Reno kembali ke tempat duduknya dengan membawa laptop kesayangannya itu dengan grusah grusuh tidak karuan. Mood nya pasti sangat kacau sekarang.
Tidak ada yang berani mengajak ngobrol Reno di belakang. Dia seperti harimau yang siap menerkam sekarang.
Pelajaran usai dengan lancar, applause sering terdengar di dalam ruangan bernada abu-abu hitam itu. Menambah suasana formal dan santai.
Perpus menanti mereka, Bagas dan Arif yang selesai dari kantin menyempatkan untuk mendatangi gedung ilmu tersebut.
"Gue ga nyari buku bisnis dulu, deh. Gue pengen komik sekarang. Kalau udah kelar, ntar lu chat aja ya." ucap Arif. Dia menggelayut seperti mendapatkan kue yang yang selalu ia makan.
"Oke." jawab Bagas yang juga mengamati buku yang ia ambil asal.
Lorong demi lorong ditelusuri Bagas dengan seksama, tapi judul yang ia inginkan belum jua ia temukan.
Saat mengambil satu buku di rak itu, judulnya bagus, ia berencana untuk menyimpan nya dan mencari buku lain. Tetapi suatu pemandangan yang tidak di duga, gantungan kunci biru itu terpampang jelas di layar ponsel seseorang.
Cepat-cepat Bagas keluar dari lorong itu, tetapi keberuntungan tidak berpihak padanya. Banyak yang berlalu lalang disini, Bagas tidak bisa menemukannya, hanya layar ponsel itu yang terlihat. Ponsel nya tidak.
"Aarghh sial! kehilangan jejak pula lagi!" umpat Bagas menggeram.
Seharusnya kasus itu sudah langsung terpecahkan, tapi waktu kini meminta untuk di ulur kembali.

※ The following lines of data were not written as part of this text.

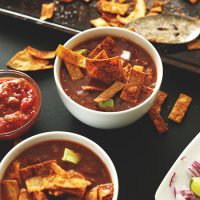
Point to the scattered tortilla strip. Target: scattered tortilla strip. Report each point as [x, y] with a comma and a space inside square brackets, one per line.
[194, 45]
[133, 86]
[70, 56]
[158, 121]
[107, 45]
[47, 11]
[41, 54]
[10, 189]
[101, 192]
[98, 22]
[110, 92]
[39, 196]
[139, 11]
[23, 61]
[74, 71]
[105, 70]
[101, 55]
[180, 108]
[24, 195]
[159, 101]
[112, 7]
[41, 169]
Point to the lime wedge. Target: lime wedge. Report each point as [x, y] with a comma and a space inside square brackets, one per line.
[195, 185]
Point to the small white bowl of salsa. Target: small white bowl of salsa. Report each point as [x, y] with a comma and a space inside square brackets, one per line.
[111, 58]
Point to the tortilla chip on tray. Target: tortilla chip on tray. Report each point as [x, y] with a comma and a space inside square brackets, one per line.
[47, 11]
[23, 61]
[105, 70]
[113, 7]
[180, 107]
[70, 56]
[41, 54]
[110, 92]
[132, 88]
[107, 44]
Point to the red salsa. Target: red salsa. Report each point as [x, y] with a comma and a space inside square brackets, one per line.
[19, 103]
[130, 56]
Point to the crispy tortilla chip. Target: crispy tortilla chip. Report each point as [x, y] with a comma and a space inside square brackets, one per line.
[23, 61]
[101, 55]
[41, 54]
[70, 56]
[110, 92]
[98, 22]
[180, 108]
[105, 70]
[139, 11]
[10, 190]
[112, 7]
[159, 101]
[107, 44]
[194, 45]
[24, 195]
[47, 11]
[158, 121]
[133, 86]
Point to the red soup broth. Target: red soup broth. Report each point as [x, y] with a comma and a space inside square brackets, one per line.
[86, 98]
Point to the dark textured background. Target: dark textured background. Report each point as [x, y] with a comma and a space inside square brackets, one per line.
[141, 156]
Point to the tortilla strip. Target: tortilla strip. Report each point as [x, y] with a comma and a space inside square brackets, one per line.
[70, 56]
[24, 195]
[23, 61]
[112, 7]
[139, 11]
[10, 189]
[159, 101]
[101, 55]
[110, 92]
[41, 169]
[194, 45]
[41, 54]
[105, 70]
[133, 86]
[99, 22]
[107, 44]
[39, 196]
[158, 121]
[74, 71]
[47, 11]
[180, 108]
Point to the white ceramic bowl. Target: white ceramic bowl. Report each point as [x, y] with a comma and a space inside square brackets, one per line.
[59, 135]
[109, 120]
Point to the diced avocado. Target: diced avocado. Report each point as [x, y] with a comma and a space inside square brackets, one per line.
[106, 104]
[81, 51]
[195, 185]
[71, 156]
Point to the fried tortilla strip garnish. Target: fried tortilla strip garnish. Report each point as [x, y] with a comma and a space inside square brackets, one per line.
[180, 108]
[139, 11]
[112, 7]
[23, 61]
[10, 189]
[47, 11]
[101, 192]
[105, 70]
[194, 45]
[41, 54]
[110, 92]
[107, 44]
[158, 121]
[24, 195]
[70, 56]
[133, 86]
[99, 22]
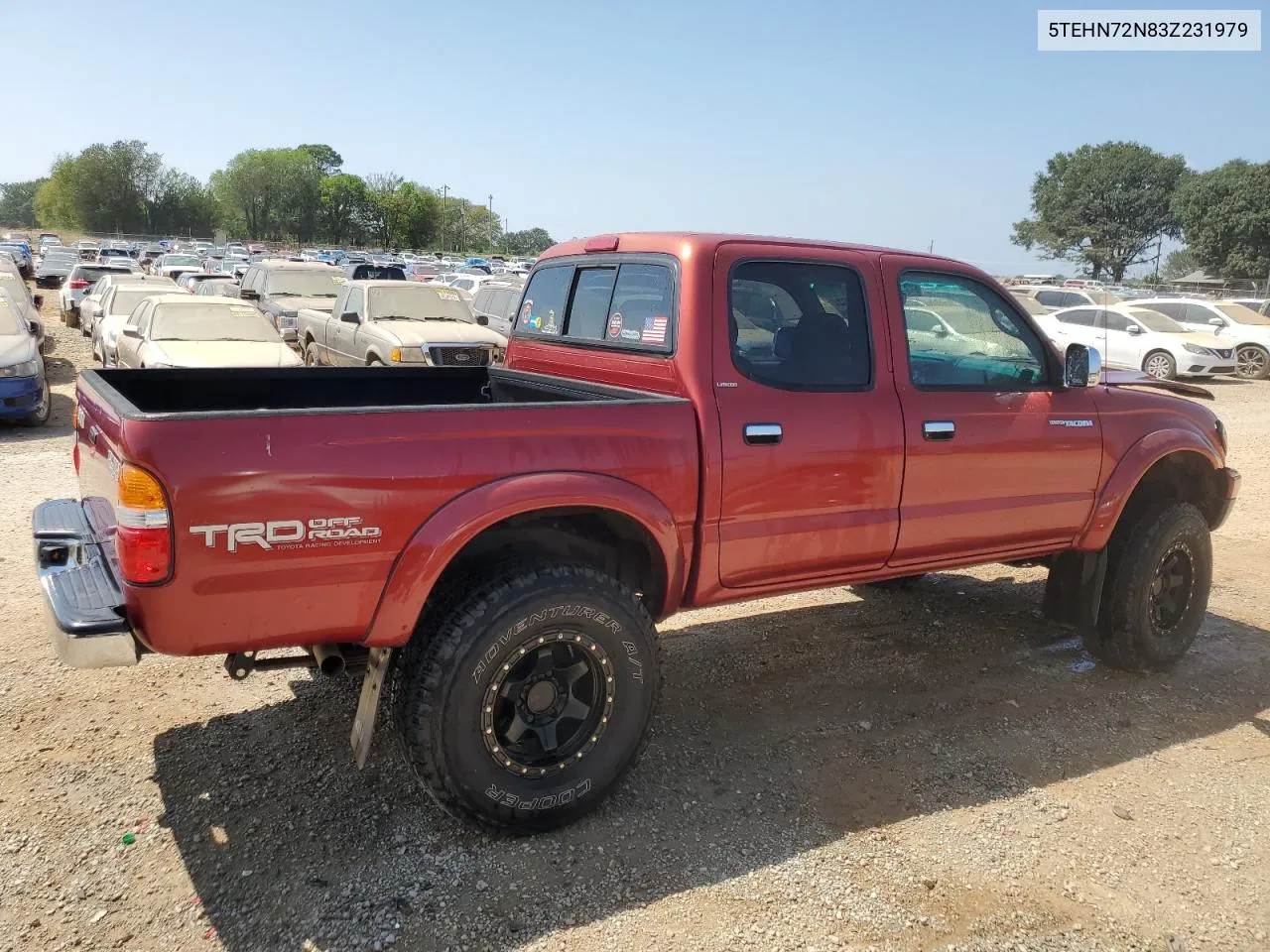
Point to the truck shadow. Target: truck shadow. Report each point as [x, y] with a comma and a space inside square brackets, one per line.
[779, 731]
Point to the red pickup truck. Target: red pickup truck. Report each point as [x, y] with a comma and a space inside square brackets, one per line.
[683, 420]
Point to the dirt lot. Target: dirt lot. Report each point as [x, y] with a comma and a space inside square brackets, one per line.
[838, 771]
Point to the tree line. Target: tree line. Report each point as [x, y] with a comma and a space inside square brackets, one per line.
[1110, 207]
[281, 194]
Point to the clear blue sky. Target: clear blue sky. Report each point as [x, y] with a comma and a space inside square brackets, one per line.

Kenapa bisa itu ada di layar ponsel nya?? Seperti di jual bebas saja. Pikir Bagas.
Sampai pulang sekolah pun, membuat pikiran Bagas tidak tenang. Mereka bersiap untuk ganti seragam untuk ex-kul basket.
"Winda tuh Winda!" bisik Jio pada Reno. Mereka saling mendekat hanya untuk bergosip seputar cewe yang lagi naik daun.
Winda juga berlatih sebagai kapten Cheers sekolahnya. Tubuh yang ideal, kulit putih bersih, rambut panjang dan mata lentik, kaki jenjang.
Namun, sia-sia saja apabila orang yang dia sukai tidak melirik nya sedikit pun. Mata nya terus tertuju pada Bagas. Sang ketua geng dan cheerleaders itu tidak bertindak gegabah dan bar-bar. Otak nya penuh kelicikan, licin seperti minyak makan.
Prittt!!
Tiupan peluit pelatih membuat tubuh-tubuh itu bergerak lebih bebas, bergerak lebih lincah, memompa detak jantung lebih cepat, napas yang tidak beraturan. Reno melihat Bagas berniat untuk free-throw shoot, tetapi dia salah menduga.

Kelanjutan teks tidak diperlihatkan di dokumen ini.